Negli orti fiorisce l’innovazione sociale

 

Non deve, perciò, sorprendere l’incredibile numero di associazioni che sono fiorite in questi ultimi dieci anni sul tema specifico dell’orticoltura collegato al “ritorno alla terra”, ai suoi aspetti più antichi e pregranti, collegando strettamente il bene del corpo (grazie – per esempio – ad un’alimentazione salutare e a Km zero) con il bene dell’anima, con possibilità di ritrovare spazi di silenzio, di riflessione di riorganizzazione dei propri pensieri.

La vetrina delle realizzazioni è continuata con l’Orto Sociale di Collegno, diventato supporto stabile all’attività “sul campo” della stessa amministrazione comunale collegnese.
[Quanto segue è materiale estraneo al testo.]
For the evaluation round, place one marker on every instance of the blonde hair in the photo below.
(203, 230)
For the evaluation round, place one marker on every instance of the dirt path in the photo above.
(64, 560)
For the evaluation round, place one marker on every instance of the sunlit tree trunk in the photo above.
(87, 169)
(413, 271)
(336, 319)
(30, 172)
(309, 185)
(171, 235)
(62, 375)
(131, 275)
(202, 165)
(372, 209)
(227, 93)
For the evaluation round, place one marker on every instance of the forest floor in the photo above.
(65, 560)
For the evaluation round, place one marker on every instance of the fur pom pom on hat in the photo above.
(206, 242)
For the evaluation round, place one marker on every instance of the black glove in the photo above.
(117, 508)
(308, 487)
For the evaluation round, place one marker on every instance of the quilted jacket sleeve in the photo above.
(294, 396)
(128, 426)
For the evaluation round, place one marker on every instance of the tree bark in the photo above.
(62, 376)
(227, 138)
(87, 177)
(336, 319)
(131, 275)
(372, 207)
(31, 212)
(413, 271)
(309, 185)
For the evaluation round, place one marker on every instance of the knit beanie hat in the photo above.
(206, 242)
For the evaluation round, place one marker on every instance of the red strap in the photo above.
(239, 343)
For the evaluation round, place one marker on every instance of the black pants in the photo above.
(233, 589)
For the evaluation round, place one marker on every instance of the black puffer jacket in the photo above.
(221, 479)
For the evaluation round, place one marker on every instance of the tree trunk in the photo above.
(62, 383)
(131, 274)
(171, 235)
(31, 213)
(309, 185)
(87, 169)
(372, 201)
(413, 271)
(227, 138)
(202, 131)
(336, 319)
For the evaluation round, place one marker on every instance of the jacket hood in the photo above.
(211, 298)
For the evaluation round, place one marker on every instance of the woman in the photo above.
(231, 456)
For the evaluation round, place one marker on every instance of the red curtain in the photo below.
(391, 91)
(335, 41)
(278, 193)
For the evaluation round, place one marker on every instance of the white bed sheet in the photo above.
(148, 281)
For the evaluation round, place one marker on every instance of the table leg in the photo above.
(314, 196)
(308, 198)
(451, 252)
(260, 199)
Nel grosso centro della cintura torinese si è riusciti ad ottenere contributi per intervenire su fasce deboli, anziani, disabili e anche su membri della comunità Rom vicina all’area interessata agli “Orti”.

Gabriella Vergnano della Cooperstiva Frassati ci ha spiegato, invece, come è avvenuto il miracolo di seimila ettari di terreno semiabbandonato, con cascina annessa, trasformati in un’oasi produttiva e ben gestita. Di proposito le tecniche sono “tradizionali” con il dovuto peso dato all’impegno impersonale, all’attenzione e al più classico dei segnali di lavoro: il sudore. Discorso simile vale per la Rete Progetto Agrobarriera e per la associazione TERRA onlus. In questi casi viene dato particolare rilievo all’aspetto sociale dell’impegno in orticoltura, con operazioni mirate al recupero di aree dismesse, a rendere più fluidi i rapporti intergenerazionali, rivalutando la più sana delle attività manuali.

Un grande lavoro di migliaia di volontari e di decine di associazioni che hanno trovato nel ritorno alla terra e all’aria aperta nuove motivazioni di impegno. Queste diventano poi meritorie quando si riescono ad organizzare campi organizzati (e permanenti dal punto di vista del servizio) nell’isola di Lampedusa con l’obiettivo dichiarato di fornire possibilità di lavoro ai migranti che in massa giungono nell’isola.